Thank you John for being a great role model!


----------



## Still a Skye fan (Jan 2, 2020)

He was a super talented and super funny guy. I was a fan of his back in his SCTV days and I still miss him today.


----------



## squeezablysoft (Jan 2, 2020)

rubens_feeder said:


> I'm turning more and more into him (my profile pic is massively out of date). Back then I still had fat phobia about my own fattening up big time. Now I'm letting go and enjoying it. He was a great role model, he seemed to be fine in his skin and his weight.
> I still remember this amazing performance in trains planes and automobiles:
> 
> 
> ...




@rubens_feeder I still think you look mostly like Dan Akroyd but keep working on it, you're getting closer to John Candy territory all the time! I just watched Planes Trains and Automobiles again on TV today, great scene, awesome movie, excellent actor! It is tragic that he died so young, some would say because of his weight but really we don't know.

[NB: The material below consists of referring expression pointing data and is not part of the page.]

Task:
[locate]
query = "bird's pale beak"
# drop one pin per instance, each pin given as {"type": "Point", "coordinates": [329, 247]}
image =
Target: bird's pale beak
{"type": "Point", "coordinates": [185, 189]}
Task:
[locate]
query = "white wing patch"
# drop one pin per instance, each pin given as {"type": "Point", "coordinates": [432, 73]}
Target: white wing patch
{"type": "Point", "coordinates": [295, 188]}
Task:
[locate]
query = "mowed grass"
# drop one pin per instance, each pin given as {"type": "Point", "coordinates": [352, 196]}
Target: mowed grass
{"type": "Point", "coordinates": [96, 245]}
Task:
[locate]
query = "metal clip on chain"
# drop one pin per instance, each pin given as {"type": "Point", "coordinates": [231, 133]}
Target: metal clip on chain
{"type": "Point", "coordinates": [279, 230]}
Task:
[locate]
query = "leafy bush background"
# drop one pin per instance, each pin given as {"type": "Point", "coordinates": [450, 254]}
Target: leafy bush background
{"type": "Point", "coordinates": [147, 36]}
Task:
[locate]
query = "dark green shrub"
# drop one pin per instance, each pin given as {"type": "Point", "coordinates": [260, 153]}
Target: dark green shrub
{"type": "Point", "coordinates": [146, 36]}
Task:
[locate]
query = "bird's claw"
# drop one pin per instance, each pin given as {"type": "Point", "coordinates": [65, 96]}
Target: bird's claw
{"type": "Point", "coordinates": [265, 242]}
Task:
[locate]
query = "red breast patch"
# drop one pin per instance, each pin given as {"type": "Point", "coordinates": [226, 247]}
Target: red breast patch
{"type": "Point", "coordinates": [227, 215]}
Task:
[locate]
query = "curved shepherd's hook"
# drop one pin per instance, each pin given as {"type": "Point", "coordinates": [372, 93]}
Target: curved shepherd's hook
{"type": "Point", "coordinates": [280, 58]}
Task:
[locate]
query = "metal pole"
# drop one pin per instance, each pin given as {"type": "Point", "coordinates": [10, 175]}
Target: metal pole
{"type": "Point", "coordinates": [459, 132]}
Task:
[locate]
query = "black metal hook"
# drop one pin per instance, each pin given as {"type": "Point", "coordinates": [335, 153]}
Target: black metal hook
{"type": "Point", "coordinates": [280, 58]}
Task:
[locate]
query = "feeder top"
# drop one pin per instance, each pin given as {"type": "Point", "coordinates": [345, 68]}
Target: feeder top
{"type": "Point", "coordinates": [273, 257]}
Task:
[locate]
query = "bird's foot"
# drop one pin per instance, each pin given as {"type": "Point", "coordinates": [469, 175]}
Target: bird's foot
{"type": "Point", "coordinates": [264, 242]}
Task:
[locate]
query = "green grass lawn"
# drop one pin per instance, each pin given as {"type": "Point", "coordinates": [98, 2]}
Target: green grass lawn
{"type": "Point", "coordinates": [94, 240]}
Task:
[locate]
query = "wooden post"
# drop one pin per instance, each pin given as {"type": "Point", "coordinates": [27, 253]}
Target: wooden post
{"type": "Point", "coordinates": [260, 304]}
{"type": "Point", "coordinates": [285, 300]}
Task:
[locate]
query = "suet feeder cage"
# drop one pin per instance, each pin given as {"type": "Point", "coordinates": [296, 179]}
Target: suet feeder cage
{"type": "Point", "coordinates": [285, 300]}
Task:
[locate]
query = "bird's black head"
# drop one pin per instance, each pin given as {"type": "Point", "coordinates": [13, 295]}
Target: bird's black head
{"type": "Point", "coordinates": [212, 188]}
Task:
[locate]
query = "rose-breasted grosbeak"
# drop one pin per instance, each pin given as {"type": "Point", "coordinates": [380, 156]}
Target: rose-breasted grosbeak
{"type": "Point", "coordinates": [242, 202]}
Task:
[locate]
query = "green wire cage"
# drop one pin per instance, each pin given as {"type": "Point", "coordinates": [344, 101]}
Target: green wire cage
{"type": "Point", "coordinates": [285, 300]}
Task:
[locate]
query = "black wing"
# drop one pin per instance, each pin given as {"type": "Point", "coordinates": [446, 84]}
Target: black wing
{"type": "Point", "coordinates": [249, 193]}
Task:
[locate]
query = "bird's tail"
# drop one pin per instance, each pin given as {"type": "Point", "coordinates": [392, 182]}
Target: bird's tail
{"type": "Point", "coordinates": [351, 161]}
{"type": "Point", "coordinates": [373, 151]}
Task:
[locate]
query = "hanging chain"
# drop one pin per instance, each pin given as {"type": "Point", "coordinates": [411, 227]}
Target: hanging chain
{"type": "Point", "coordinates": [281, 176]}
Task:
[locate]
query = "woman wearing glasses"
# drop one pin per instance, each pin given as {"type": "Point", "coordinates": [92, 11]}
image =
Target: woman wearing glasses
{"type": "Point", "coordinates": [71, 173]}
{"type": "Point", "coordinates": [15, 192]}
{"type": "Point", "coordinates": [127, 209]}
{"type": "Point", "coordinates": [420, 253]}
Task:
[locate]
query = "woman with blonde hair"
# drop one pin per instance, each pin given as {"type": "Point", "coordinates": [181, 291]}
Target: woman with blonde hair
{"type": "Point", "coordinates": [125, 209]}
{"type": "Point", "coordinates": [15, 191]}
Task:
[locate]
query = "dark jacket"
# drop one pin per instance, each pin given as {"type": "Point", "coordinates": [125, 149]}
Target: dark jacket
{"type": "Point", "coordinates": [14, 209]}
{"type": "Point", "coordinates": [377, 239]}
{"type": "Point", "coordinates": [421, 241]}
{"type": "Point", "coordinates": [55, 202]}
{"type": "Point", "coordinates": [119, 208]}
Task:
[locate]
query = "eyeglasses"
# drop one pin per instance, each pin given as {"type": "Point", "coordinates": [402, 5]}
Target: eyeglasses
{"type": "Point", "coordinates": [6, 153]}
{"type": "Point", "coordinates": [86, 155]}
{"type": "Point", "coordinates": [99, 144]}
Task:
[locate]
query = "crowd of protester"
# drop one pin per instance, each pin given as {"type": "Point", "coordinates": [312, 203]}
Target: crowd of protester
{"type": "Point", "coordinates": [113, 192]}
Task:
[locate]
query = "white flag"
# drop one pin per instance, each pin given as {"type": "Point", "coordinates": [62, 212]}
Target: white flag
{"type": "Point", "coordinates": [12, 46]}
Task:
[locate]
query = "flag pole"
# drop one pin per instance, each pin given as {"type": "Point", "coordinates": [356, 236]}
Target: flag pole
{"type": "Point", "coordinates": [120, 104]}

I can relate to that sense of fatalism since it is customary to die young in my biological family as well, but I figure all you can do is enjoy every day as much as possible and know that anything can happen to anyone at anytime in this crazy world.


----------



## rubens_feeder (Jan 8, 2020)

squeezablysoft said:


> @rubens_feeder I still think you look mostly like Dan Akroyd but keep working on it, you're getting closer to John Candy territory all the time! I just watched Planes Trains and Automobiles again on TV today, great scene, awesome movie, excellent actor! It is tragic that he died so young, some would say because of his weight but really we don't know. I can relate to that sense of fatalism since it is customary to die young in my biological family as well, but I figure all you can do is enjoy every day as much as possible and know that anything can happen to anyone at anytime in this crazy world.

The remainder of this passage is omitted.